3. What are some example use cases where {kuzco} shines—especially in areas like sentiment or text extraction?

A friend once asked me how to tell whether a tow truck driving past a traffic camera had a car on its bed—and if so, what kind of car. That’s incredibly hard to do with traditional computer vision. You’d need a specialized model, tons of labeled images, and lots of training.

With {kuzco} and an LLM, you can just hand over the image and ask, “Is there a car on this truck? What kind is it?” The model can return nuanced answers: “It looks like a silver Toyota Camry.”

And you can go even further—ask how many eyes are in the image, or where the eyes are located. You get image classification, object recognition, sentiment, and even spatial reasoning—all without traditional ML pipelines.

4. How easy is it to get started with {kuzco} if I already have Ollama and an R environment set up?

Pretty easy. If you have Ollama and R installed, you can use either {pak} or {devtools} to install {kuzco} from GitHub or R-universe. It’s not on CRAN yet, but everything else you need is in the README.

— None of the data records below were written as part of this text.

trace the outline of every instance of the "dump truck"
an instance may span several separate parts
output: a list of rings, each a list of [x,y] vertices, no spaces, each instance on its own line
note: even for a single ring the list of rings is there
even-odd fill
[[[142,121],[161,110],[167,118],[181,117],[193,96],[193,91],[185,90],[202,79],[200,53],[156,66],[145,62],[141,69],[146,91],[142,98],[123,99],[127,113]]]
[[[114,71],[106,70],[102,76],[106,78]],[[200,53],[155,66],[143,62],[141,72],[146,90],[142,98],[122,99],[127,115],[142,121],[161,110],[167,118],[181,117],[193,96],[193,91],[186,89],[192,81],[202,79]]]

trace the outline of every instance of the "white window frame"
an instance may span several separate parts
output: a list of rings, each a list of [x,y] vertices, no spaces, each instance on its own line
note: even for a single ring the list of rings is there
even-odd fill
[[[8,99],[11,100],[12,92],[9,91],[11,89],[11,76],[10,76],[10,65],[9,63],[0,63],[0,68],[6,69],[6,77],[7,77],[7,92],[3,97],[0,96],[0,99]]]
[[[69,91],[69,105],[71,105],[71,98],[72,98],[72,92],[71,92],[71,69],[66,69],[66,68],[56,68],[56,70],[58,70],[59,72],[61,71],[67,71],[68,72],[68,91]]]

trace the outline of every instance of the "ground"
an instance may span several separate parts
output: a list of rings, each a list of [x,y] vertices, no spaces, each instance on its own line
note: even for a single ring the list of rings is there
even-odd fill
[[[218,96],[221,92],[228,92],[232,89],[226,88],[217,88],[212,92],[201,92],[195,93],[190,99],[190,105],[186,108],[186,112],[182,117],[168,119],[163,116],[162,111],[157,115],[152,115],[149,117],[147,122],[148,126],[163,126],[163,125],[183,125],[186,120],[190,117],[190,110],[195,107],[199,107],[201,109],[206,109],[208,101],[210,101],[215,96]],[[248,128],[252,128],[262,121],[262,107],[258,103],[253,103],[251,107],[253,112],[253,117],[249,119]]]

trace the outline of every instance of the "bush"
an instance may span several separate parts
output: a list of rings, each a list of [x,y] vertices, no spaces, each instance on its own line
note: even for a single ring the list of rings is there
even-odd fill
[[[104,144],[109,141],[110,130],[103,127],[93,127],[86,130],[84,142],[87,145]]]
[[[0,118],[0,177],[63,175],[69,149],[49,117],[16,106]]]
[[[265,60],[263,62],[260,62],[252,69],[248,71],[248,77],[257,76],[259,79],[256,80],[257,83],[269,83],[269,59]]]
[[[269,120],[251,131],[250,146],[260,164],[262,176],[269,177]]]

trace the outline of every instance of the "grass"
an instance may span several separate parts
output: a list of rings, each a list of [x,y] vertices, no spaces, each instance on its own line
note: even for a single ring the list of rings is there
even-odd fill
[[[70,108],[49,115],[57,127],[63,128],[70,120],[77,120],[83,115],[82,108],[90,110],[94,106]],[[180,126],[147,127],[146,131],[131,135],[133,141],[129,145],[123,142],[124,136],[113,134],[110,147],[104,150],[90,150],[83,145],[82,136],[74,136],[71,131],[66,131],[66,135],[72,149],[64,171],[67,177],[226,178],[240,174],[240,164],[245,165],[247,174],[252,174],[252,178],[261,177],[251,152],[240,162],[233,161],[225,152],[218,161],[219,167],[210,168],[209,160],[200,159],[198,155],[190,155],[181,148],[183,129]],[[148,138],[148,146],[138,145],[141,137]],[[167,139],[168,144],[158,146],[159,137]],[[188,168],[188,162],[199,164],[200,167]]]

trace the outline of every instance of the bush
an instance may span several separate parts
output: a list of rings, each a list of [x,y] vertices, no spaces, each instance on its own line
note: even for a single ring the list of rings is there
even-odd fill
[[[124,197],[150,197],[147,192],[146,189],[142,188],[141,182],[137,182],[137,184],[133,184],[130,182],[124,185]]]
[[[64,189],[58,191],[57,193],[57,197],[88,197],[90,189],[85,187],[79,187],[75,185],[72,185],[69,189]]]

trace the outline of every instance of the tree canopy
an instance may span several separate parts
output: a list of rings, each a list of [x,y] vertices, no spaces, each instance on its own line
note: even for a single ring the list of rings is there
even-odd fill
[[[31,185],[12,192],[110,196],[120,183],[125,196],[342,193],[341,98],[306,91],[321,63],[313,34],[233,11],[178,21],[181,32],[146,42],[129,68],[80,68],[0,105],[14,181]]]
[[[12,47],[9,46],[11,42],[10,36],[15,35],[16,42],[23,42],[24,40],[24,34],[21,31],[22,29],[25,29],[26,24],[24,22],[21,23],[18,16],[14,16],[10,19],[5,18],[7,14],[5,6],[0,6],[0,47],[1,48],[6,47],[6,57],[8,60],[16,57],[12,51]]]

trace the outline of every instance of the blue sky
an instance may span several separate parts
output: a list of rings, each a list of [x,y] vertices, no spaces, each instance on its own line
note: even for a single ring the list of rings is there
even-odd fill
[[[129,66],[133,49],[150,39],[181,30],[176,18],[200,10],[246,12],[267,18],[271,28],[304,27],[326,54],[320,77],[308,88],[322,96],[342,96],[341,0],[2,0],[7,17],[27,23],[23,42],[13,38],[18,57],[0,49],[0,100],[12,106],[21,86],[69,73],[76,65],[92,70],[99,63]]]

5. Can {kuzco} be used in production or is it mainly a prototyping and exploration tool?

Right now, I’d say it’s experimental—but promising. I built it as an open-source side project over the holidays, and it unexpectedly caught a lot of attention.

I’d love to see others contribute. There’s definitely room to grow: better error handling, output validation, more robust documentation. I’ve only focused on local LLMs through {ellmer} and {ollamar}, but it’d be pretty simple to add support for OpenAI, Claude, Perplexity, or other hosted LLMs.

If someone wants to help build out those back ends, or even help write better docs, I’d be thrilled to collaborate. That’s why I open-sourced it in the first place—to make something useful and invite others in.